Twenty-two years ago, James Hansen testified to the U.S. Senate about the growing threat of climate change. Seven years ago, Senators McCain and Lieberman brought the first climate bill to the floor, the Climate Stewardship Act. Yet today, the Senate is still stalling on the issue.
While the American people and green groups are beyond frustrated that they haven't acted, Senators could always argue the time wasn't quite right. But today is different, and I think Senators will rise to the occasion. Why?
Our energy system is dangerous. The past month's tragedies starkly show that our reliance on fossil fuels for energy is not just outdated, it's unsafe to humans and the environment.

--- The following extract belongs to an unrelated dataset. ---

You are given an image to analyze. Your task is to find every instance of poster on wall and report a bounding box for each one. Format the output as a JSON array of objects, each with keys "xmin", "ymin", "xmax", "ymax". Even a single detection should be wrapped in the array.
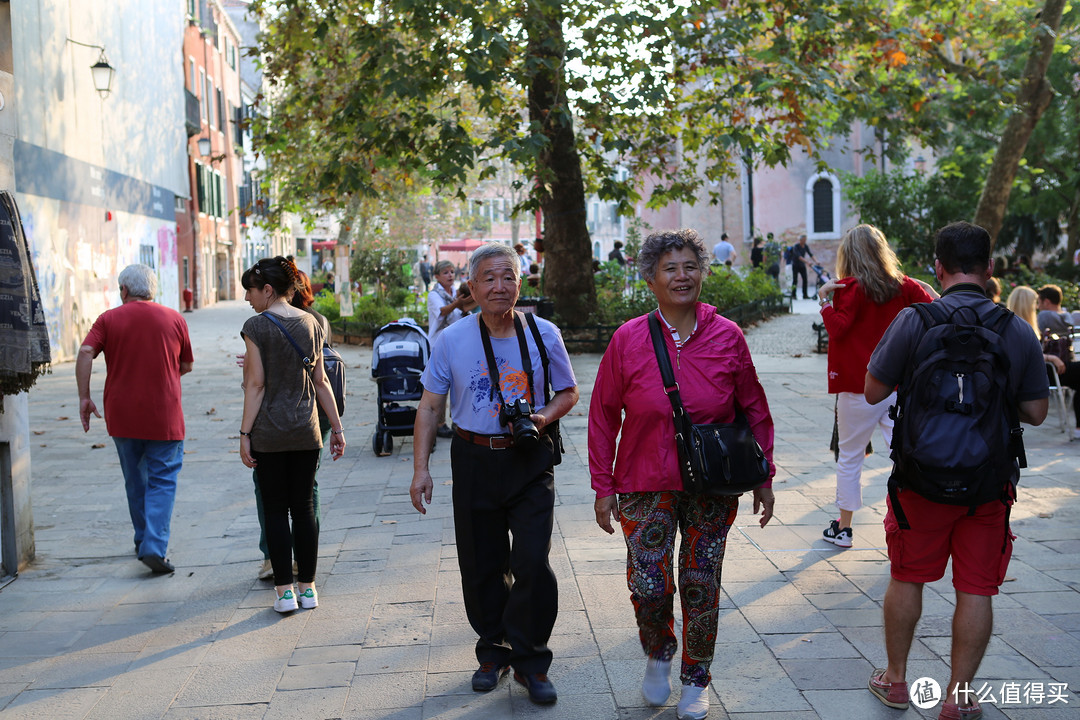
[{"xmin": 334, "ymin": 245, "xmax": 353, "ymax": 317}]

We need to begin moving off these sources and onto clean, safe energy.
Public support for climate and energy legislation is strong. A poll released last Friday showed that 61 percent of 2010 voters support a bill "will limit pollution, invest in domestic energy sources and encourage companies to use and develop clean energy" and that 39 percent are more likely to support such a bill after the oil spill. Not only that, politicians' concern that climate legislation may hurt their reelection prospects is unfounded -- 54 percent would be more likely to re-elect their Senator if he or she voted for the bill.
Enacting legislation now will stimulate the economy. Climate and energy legislation will spur innovation and job creation in a down economy. Studies have shown (and other countries like China and Germany are quickly learning) that clean energy generation creates more jobs than fossil fuel generation. It's time for the U.S. to lead in this area.
The bill that Kerry and Lieberman introduce this week may be our best chance yet to fix this broken system, and I hope the Senate will deliver.